BERLIN — Angela Merkel faces a race against time to defuse a dispute over migration that has ballooned into the most serious threat yet to her 12 ½-year reign as German chancellor, and she could use help from her European partners.
The bitter argument erupted suddenly two weeks ago. It pits Merkel against Interior Minister Horst Seehofer and his Bavaria-based Christian Social Union party, which is focused on a challenging October election in its home state.
It has exposed deep tensions in her fourth-term governing coalition, just over 100 days in office. Speculation is rife about a possible breakup of the conservative bloc of Merkel’s Christian Democratic Union and Seehofer’s CSU, which together have been Germany’s leading political force for much of its post-war history.
That, in turn, could trigger a collapse of the government.
Seehofer wants Germany to turn back migrants at the border who have previously applied for asylum or registered as asylum-seekers in other European countries.
Merkel, however, is determined that Germany shouldn’t take unilateral action without agreement with other EU countries, fearing a cascade of uncoordinated decisions that could further fray European unity.
The CSU gave her two weeks to make deals with other European countries. Seehofer, the party leader, is threatening to push through his plan under his powers as interior minister against the chancellor’s will next week if it isn’t satisfied.
Merkel instigated a mini-summit of 16 European Union countries on migration in Brussels Sunday, which produced few concrete results. On Thursday and Friday, she hopes for more progress at a full summit of the 28-nation EU, though in case that fails she is also seeking agreements with individual countries on issues such as taking back migrants.
Tensions over migration have inflamed political debate across Europe, with governments struggling to agree in recent years on how to handle newcomers and populist parties taking a share of power in some countries.
On Sunday, Merkel’s CDU and Seehofer’s CSU will hold separate leadership meetings to mull what has been achieved. So far, no compromise that would satisfy both sides has emerged. Neither yet appears prepared to lose face by climbing down.
Seehofer argues that he’s entitled to order migrants turned back unilaterally, but leading CDU members have made clear that Merkel would then have little choice but to fire him — which in turn would almost inevitably prompt the CSU to quit the government.

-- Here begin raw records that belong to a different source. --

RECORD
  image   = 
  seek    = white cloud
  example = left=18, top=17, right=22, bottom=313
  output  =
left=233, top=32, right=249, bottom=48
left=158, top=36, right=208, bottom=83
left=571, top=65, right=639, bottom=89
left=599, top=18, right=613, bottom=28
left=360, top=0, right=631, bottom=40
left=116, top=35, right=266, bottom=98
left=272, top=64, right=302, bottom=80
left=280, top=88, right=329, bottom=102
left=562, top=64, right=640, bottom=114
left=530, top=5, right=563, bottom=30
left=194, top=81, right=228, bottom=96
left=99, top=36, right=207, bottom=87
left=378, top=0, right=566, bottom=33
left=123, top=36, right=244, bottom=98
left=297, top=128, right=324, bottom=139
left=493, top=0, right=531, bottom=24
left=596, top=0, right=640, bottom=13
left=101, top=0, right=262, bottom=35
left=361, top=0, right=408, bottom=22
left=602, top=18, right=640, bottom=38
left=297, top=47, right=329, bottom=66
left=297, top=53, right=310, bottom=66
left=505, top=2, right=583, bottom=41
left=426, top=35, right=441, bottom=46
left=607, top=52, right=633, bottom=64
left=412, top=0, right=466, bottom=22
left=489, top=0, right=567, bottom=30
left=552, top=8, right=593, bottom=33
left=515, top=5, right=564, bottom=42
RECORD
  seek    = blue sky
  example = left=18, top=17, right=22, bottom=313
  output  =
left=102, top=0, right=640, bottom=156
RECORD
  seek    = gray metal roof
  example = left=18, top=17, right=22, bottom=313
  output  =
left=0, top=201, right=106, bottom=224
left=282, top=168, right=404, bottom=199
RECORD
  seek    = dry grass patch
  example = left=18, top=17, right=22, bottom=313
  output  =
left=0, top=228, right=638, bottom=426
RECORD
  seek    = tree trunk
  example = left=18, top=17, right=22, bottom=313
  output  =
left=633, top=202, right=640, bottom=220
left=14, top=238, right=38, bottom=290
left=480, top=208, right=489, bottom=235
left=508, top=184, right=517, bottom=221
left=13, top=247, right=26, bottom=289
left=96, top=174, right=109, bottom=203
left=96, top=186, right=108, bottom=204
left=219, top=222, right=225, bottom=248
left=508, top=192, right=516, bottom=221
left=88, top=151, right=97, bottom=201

That would leave the remaining partners, the CDU and the center-left Social Democrats, short of a parliamentary majority. It would also shake Germany’s political system, potentially splitting the CDU from the traditionally more conservative CSU after seven decades and resulting in the two parties competing with each other nationwide.
It appears unlikely that Merkel, who negotiated unsuccessfully last fall to form a coalition with the left-leaning Greens and pro-business Free Democrats, could bring in a new governing partner in those circumstances.
That would raise the possibility of an early election, from which the anti-establishment and anti-migrant Alternative for Germany, or AfD, could expect to benefit. Whether Merkel would run again is unclear, as is who might run instead.
The influx of migrants to Germany — most of whom first set foot in Bavaria, which borders Austria — has dropped sharply over the past two years. But this dispute is essentially a tale of two elections: Germany’s national election last September, and an upcoming Oct. 14 state vote in Bavaria.
In September, the governing parties all lost significant support. The CSU saw its share of the vote in Bavaria drop to 38.8 percent — ringing alarm bells over its ability to keep its absolute majority in the Bavarian parliament this year, the party’s top priority.
The poor performance came despite Seehofer’s strident criticism of Merkel’s 2015 decision to keep Germany’s borders open as migrants streamed across the Balkans, and his never-enacted threat to file a lawsuit against her government over border security.
Since then, CSU leaders have talked even tougher over migration, hoping to curb AfD’s support in the upcoming Bavarian election, and Seehofer has faced increasing pressure from rivals to stand firm.
He now has to share power in the CSU with Markus Soeder, a younger rival who took over from him as Bavarian governor in March and has taken a particularly tough stance, referring repeatedly to a need to end “asylum tourism.”
Soeder has insisted that his party’s credibility is at stake and there must be no more “half-measures” on migration.
Merkel has toughened her migration policy significantly since 2015, but remains adamant that her stance then was correct. She rejects CSU assertions that her decision to leave the borders open divided Europe, noting that she consulted with Austria and Hungary.
The tone appears to have calmed somewhat over recent days, which also brought a poll that suggested the CSU’s attempt to use political brute force against Merkel may be backfiring in Bavaria. And, while some CDU members would like to see migrants turned back, the CSU’s approach appears to have rallied many behind Merkel — at least for now.
Germany’s president this week urged the governing parties to come to their senses.
It remains to be seen whether his appeal will be heard and all can find a face-saving solution.
But even if Merkel can keep the government intact, one thing is clear: recent events have exposed the limits of her power and generated ill will that won’t quickly be forgotten.